A proposed class action lawsuit filed in Texas alleges Pizza Hut, LLC “orchestrated, dispersed, and enforced” a no-solicitation and no-hiring arrangement between itself and its franchisees in which the latter agreed not to recruit or hire each other’s or Pizza Hut corporate’s management employees. The 30-page lawsuit claims the Plano-headquartered company’s conduct reflects “a naked restraint of competition and a per se violation” of federal antitrust laws.

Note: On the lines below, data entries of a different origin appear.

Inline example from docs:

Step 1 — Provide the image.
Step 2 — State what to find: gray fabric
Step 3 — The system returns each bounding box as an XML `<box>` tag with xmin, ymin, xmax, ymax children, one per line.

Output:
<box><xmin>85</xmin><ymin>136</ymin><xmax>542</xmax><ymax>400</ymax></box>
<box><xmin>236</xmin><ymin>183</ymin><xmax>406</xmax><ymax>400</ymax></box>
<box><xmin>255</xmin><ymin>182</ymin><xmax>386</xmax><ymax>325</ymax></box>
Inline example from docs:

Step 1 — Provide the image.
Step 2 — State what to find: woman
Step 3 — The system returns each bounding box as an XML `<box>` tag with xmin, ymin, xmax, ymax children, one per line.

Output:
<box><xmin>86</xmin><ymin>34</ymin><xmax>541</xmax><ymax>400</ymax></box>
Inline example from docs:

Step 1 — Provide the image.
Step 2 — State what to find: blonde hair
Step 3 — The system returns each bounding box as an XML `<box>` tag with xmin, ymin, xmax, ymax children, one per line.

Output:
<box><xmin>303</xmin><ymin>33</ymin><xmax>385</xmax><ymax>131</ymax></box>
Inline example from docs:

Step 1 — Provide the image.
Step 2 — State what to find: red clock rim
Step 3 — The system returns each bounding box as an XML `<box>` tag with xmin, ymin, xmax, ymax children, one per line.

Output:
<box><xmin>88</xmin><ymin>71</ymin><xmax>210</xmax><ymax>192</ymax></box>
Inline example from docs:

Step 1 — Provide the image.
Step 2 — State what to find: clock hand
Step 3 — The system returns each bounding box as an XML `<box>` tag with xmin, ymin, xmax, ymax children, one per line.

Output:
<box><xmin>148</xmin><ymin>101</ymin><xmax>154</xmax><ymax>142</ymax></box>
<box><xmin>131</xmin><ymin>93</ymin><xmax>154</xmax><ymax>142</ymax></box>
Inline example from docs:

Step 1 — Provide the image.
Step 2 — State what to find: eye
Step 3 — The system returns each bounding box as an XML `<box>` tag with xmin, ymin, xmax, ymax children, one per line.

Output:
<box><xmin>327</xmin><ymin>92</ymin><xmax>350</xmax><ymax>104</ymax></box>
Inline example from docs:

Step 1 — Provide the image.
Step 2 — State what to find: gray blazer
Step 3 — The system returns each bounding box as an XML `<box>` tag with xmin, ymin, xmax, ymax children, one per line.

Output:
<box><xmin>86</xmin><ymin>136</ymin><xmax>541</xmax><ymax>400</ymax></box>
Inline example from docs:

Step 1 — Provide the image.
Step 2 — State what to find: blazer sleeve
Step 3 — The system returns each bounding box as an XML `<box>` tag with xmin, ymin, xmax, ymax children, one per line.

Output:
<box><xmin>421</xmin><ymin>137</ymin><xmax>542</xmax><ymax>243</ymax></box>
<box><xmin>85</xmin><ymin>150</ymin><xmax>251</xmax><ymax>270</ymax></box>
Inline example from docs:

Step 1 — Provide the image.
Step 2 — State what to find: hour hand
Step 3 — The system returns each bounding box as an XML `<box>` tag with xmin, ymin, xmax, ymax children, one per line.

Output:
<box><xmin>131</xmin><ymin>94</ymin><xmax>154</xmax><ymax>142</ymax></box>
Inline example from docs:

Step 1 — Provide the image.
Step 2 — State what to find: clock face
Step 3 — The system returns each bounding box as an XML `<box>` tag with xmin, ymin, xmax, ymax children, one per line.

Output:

The plaintiff claims as a way to maintain its position as the largest pizza company in the world, Pizza Hut—with more than 16,000 locations around the world, more than 95 percent of which are independently owned and operated—colluded with its franchisees to suppress the wages of restaurant-based management workers across the United States. As to the specifics of the supposed no-solicitation, no-hire deal, the lawsuit says Pizza Hut’s franchise agreements stipulate “neither [Pizza Hut LLC] nor Franchisee may employ, directly or indirectly, any individual in a managerial position who is at the time, or was at any time during the prior six months, employed in a managerial position by the other party, nor may Franchisee employ, directly or indirectly, any individual in a managerial position, who is or was at any time during the prior six months employed in a managerial position by any other franchisee” without written consent.
The lawsuit argues the no-hire arrangement between Pizza Hut corporate and its franchisees not only harms employee mobility, but artificially raises employers’ power in the market while harming workers’ negotiating power within the pizza chains.
“This is especially harmful to management employees of Pizza Hut and its franchises as those employees are usually paid below a living wage,” the complaint reads, “and their marketable skills acquired through their work at Pizza Hut primarily have value only to other Pizza Hut restaurants and do not transfer to other fast food restaurants or similar businesses.”